If there’s a will – as there surely is – to increase financial inclusion – is there a way?  There is little question that low-and-moderate income households often rely on their own resources or, when these fall short, problematic and even predatory products.  The hazardous landscape these households confront trying to safeguard their funds and obtain affordable credit thus makes it even harder for them to advance and for the U.S. to reduce our stunning levels of income and wealth inequality.  One way to address this critical problem is to craft a public-sector utility such as the U.S. Postal Service in pending legislation.  There’s a lot to be said in favor of putting the post office into basic banking, but also many practical, risk, and even market-theory considerations still be worked out before this idea can be carefully analyzed, let alone adopted.  We sent out a blog post earlier this week laying out these issues.  Given the urgency of increasing U.S. financial inclusion and the obstacles to having the post office take this on, I also outlined an alternative, private-sector utility:  bankers’ banks dedicated to equality finance.  How would this work?

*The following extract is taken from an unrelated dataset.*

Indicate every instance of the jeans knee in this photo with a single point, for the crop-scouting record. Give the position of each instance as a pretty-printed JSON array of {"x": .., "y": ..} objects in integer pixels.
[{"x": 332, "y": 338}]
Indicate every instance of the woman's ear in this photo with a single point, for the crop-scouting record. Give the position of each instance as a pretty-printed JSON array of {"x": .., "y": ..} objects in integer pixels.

First, what’s a bankers’ bank?  These jointly-owned institutions date back to 1975 and permit insured depositories – including credit unions – to band together to provide services throughout the membership that each institution cannot handle on its own, thus reducing operational costs that would otherwise be prohibitive to member institutions.  As I learned working to set up two of the earliest bankers’ banks, bankers generally play well together, but working in concert is not their strong suit.  Bankers’ banks then and now are small and limited.  Still, understand bankers’ banks as they were chartered by law and considerable equality-financing potential quickly emerges.

The scope of this memo doesn’t permit consideration of all of the ways to use bankers’ bank for low-cost, small-dollar banking.  One option would be to have a trade association establish an equality-focused utility much as several due in areas such as payment processing, managing the to-be-announced mortgage market, and managing securities-market transactions.  In all of these areas, the trade association goes beyond usual membership training, networking, and advocacy functions to provide a service core to the mission and competitiveness of member organizations.  With all the furor sparked by screen-scraping and concerns about data privacy and security, now seems an ideal time to consider if a utility function housed in an industry trade association could offer targeted equality-generating financial services that protect member-company value-add.  The post-office bank threatens this directly, but then it also meets an urgent need the industry has so far been unable to address.

Action by individual banks to create an equality-focused bankers’ bank?  This is certainly possible.  Bankers’ banks are largely freed of the antitrust and other constraints that otherwise bar communal action and thus create an exciting opportunity to craft a truly private-sector utility for this critical public purpose.  Bankers’ banks seem to be a particularly opportune way to build infrastructure for small-dollar, low-cost accounts given that the only profits to be had in them are volume-driven.  With member-bank offices servicing customers – i.e., by answering questions, opening accounts, engaging in community outreach – a backroom bankers’ bank would provide considerable economies of scale impossible to achieve outside of a mega-bank.

Indeed, even mega-banks are challenged to provide basic financial services, as recent decisions to abandon low-dollar checking accounts show all too clearly.  Could one jointly-owned insured depository take funds from under-served customers, invest them both to ensure profitability and service public purposes, and also link under-served consumers to more costly but essential wealth-preservation services such as retirement advice, student-loan counselling, and low-dollar loan origination?  What else could a 21st-Century Equality Bank do for its members, industry competitiveness, reputational and political risk, and even profitability? 

The problems of providing better banking to under-served customers is that it all too often collides head on with problematic regulation and insuperable profitability obstacles.  A bankers’ bank could well solve each of these problems – the charter is flexible and the law gives regulators considerable discretion to interpret it still more imaginatively.  Bankers’ banks thus offer a unique opportunity for the industry to do both good and well.